News just in - The British summertime has been grounded until late August I can exclusively reveal.

Moments ago I overheard its mother talking to members of the British Met office who were pleading with her 'sun' to be let out. She said, "I'm afraid he won't be going anywhere for a while, I caught him stealing penny sweets from Patel's multi-mart back in May and when I confronted him he just told me a pack of bare-faced lies"

She went on to say, "It may seem a little harsh but I initially allowed him out for a couple of weekends in June but Springtime's mother had to drag him round to our house by the scruff of his neck - apparently he'd been bullying springtime and had threatened to 'bog-wash' him unless he gave over his dinner money"

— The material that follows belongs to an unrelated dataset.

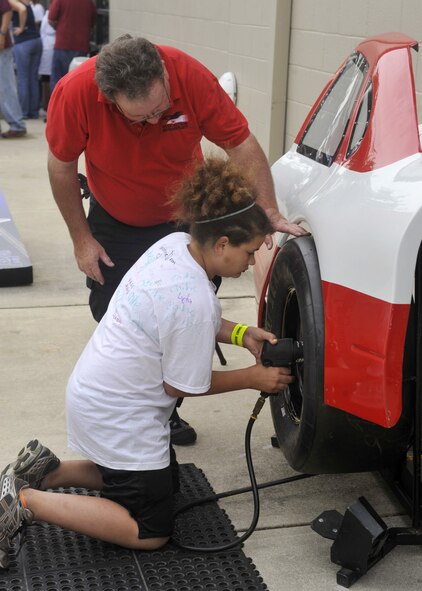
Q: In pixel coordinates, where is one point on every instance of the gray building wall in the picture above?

The latest news is that summertime is refusing to eat his greens and can be heard stomping around his room screaming, "It's not fair, I hate you, I hate you, I hope you die" before bursting into tears and burying his head into his bean-bag.

In the meantime, summertime's place is being admirably covered by his short-tennis partner, Overcastwankweather.

Well having been grounded a month ago, the weather is now lying on its back, kicking its legs and screaming, and generally behaving like a spoiled brat having a tantrum.

It's the middle of August, traditionally the heart of summer and the warmest month in the calendar, even in Britain. So what kind of weather did we get yesterday? Did we get hours and hours of glorious, unbroken sunshine? Did we get hordes of sunbathers flocking to British parks and beaches? Were there fields of golden corn waving majestically in a gentle summer breeze?

Was there buggery! Instead we had: snow. Yes that's right... snow! A foot of the stuff fell on the northeast coast yesterday. And just to make sure that everyone knew the weather wasn't happy, there was flooding in north Wales, and a tornado off the Humber coast. This isn't Oklahoma or Arkansas, this is Britain... we don't do tornadoes.

*sigh* ... maybe we'll have a freak heatwave during Christmas, but I doubt it somehow.

The Meteorological Office says strictly speaking it wasn't snow, but re-frozen hail. The people who saw it said it was white, fluffy and melted into water. That's snow if you ask me.